Не городовым, не казакам бросились народовольцы объяснять, кто он такой был для России, этот умерший писатель. И Якубович, забыв свою лигу, тоже отправился на сходку одного из рабочих кружков.
Никогда еще не держал он речей мастеровым, и нынче за Невской заставой, на Шлиссельбургском тракте, уже миновав трактир «Китай», опознав по приметам рубленый домик слесаря-бобыля Матвея Ивановича, Якубович оробел «меньшого брата». Черт догадал направиться к мастеровщине Семянниковского завода… Твое оружие – перо, вот и воюй, а не лезь в Цицероны. Ну что ты скажешь? Что изречешь? «Великий художник слова… Поразительный стиль, музыкальный язык»? А им, верно, плевать. Их умственная и мускульная энергия иссушена пламенем горнов.
Покрикивал служебный паровозик заводской узкоколейки. Визжала блоком трактирная дверь. В обнимку шлепали четверо, выдыхая спиртное… Якубович опять подумал о никчемности «музыкального языка, поразительного стиля»…
Мастеровые ждали. Он увидел напряженные скулы. Хозяин, в пиджачке на плечах, немолодой, с легким хохолком над крутым чистым лбом, принял гостя с подчеркнутой, даже церемонною уважительностью.
Якубович конфузился. Кто-то осторожно кашлянул:
– Курить дозволите, господин?
– Да, да, пожалуйста! – заспешил Якубович, презирая свой искательский тон.
Матвей Иванович осторожно, как барышню, тронул его за рукав:
– А вы не беспокойтесь. – И прибавил, как показалось Якубовичу, не без иронии: – Мы все поймем.
Потом уж, близ полуночи, возвращаясь из-за Невской на паровом трамвайчике, Якубович радостно недоумевал: откуда и как снизошло на него что-то похожее на истинное вдохновение?
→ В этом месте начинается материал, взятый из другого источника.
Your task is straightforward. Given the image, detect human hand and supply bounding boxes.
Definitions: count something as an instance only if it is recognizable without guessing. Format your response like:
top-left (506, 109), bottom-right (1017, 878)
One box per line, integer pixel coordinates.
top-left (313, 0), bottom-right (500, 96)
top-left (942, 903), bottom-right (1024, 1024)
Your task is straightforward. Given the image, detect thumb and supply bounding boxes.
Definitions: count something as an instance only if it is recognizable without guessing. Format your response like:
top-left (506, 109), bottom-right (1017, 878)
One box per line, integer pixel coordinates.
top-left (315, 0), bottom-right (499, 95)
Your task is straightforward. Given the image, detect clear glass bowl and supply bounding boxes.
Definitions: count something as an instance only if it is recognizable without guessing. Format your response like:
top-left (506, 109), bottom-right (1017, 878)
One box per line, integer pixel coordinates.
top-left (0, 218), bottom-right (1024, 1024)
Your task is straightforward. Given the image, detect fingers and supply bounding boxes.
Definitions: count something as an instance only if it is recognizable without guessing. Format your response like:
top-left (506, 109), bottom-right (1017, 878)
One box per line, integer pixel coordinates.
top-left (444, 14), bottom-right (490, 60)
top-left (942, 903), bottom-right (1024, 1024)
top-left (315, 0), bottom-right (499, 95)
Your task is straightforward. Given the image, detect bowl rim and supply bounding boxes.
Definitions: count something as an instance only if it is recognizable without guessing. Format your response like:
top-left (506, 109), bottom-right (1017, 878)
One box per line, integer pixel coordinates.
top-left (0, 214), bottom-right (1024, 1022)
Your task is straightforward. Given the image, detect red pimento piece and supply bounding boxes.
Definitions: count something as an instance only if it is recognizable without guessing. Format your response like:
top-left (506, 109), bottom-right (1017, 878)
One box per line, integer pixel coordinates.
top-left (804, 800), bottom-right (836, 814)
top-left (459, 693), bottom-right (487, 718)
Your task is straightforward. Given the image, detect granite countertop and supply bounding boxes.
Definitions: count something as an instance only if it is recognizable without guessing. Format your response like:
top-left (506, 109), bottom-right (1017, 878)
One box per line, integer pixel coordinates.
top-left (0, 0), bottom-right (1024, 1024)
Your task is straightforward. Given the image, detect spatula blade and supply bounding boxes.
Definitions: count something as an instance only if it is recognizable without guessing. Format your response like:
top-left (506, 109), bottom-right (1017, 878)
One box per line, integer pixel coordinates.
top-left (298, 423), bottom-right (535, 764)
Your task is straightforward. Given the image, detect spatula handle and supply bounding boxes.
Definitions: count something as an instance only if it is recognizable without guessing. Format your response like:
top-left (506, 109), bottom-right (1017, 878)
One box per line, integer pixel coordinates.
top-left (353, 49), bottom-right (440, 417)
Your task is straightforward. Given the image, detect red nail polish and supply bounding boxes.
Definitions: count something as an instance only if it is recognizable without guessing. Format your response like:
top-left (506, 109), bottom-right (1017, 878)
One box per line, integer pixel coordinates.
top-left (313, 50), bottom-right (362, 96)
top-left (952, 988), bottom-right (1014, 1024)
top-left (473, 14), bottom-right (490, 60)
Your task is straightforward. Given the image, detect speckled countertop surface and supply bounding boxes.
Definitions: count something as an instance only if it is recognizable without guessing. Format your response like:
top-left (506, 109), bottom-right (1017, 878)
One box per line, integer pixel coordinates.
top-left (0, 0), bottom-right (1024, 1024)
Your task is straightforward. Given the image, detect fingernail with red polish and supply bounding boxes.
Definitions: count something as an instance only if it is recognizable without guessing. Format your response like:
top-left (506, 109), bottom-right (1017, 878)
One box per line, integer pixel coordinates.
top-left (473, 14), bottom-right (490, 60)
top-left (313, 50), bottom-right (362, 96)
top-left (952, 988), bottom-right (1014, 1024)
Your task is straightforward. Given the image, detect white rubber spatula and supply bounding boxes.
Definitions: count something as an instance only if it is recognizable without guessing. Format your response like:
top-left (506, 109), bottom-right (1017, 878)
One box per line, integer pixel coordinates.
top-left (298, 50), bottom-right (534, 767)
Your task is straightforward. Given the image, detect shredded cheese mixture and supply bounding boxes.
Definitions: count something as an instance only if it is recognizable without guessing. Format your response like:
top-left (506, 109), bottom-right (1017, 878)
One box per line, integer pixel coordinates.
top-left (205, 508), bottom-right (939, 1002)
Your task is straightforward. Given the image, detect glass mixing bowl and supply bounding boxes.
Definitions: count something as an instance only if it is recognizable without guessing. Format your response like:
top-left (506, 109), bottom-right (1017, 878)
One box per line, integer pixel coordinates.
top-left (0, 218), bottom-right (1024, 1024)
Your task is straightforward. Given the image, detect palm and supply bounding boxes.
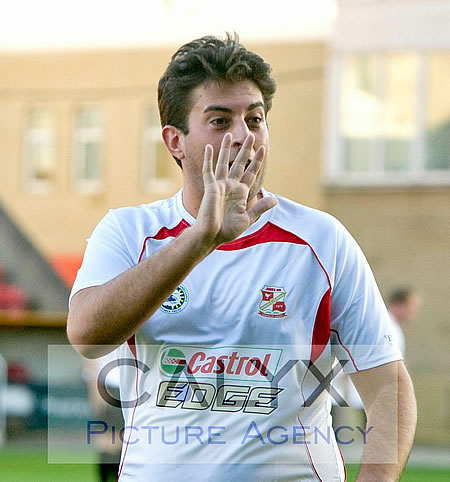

Серьезная ль жадность слушателей, собственная ли любовь к русскому гению – все ли это вместе зажгло его, и он сказал именно то, что надо было сказать?
Паровой трамвайчик шумел и звякал в большой сентябрьской черноте, справа, совсем рядом, невидимо, но ощутимо неслась холодная Нева, и Якубович, нахлобучив шляпу, поджимая зябнущие ноги, старался удержать в памяти свою речь. Вот сейчас, дома, на Спасской, он сядет к столу и запишет ее, потому что ждут от него текста для листовки, для тех листовок, что отпечатают в крохотной «летучей» типографии и принесут на похороны Ивана Сергеевича Тургенева… Да, да, нынче же ночью Якубович напишет эту листовку. Наверное, кое-что добавит и переменит, но суть останется, та суть, те слова, которые он произнес в окраинном домике… Не за красоту слога, не за поэтическую живость картин природы, не за талантливость характеров страстно и горячо относятся к Тургеневу лучшие люди России, лучшая часть молодежи. Барин по рождению, аристократ по воспитанию, «постепеновец» по убеждению, он сочувствовал… нет, он служил русской революции, был честным и чутким провозвестником ее идеалов. А вы, господа либералы, вы распространяете письменные и устные мнения самого Тургенева, смысл которых – неверие в близость и успех революции. Пусть так! Для нас важно другое: он служил русской революции сердечным смыслом своих произведений, пел русскую молодежь, называя ее святой, самоотверженной.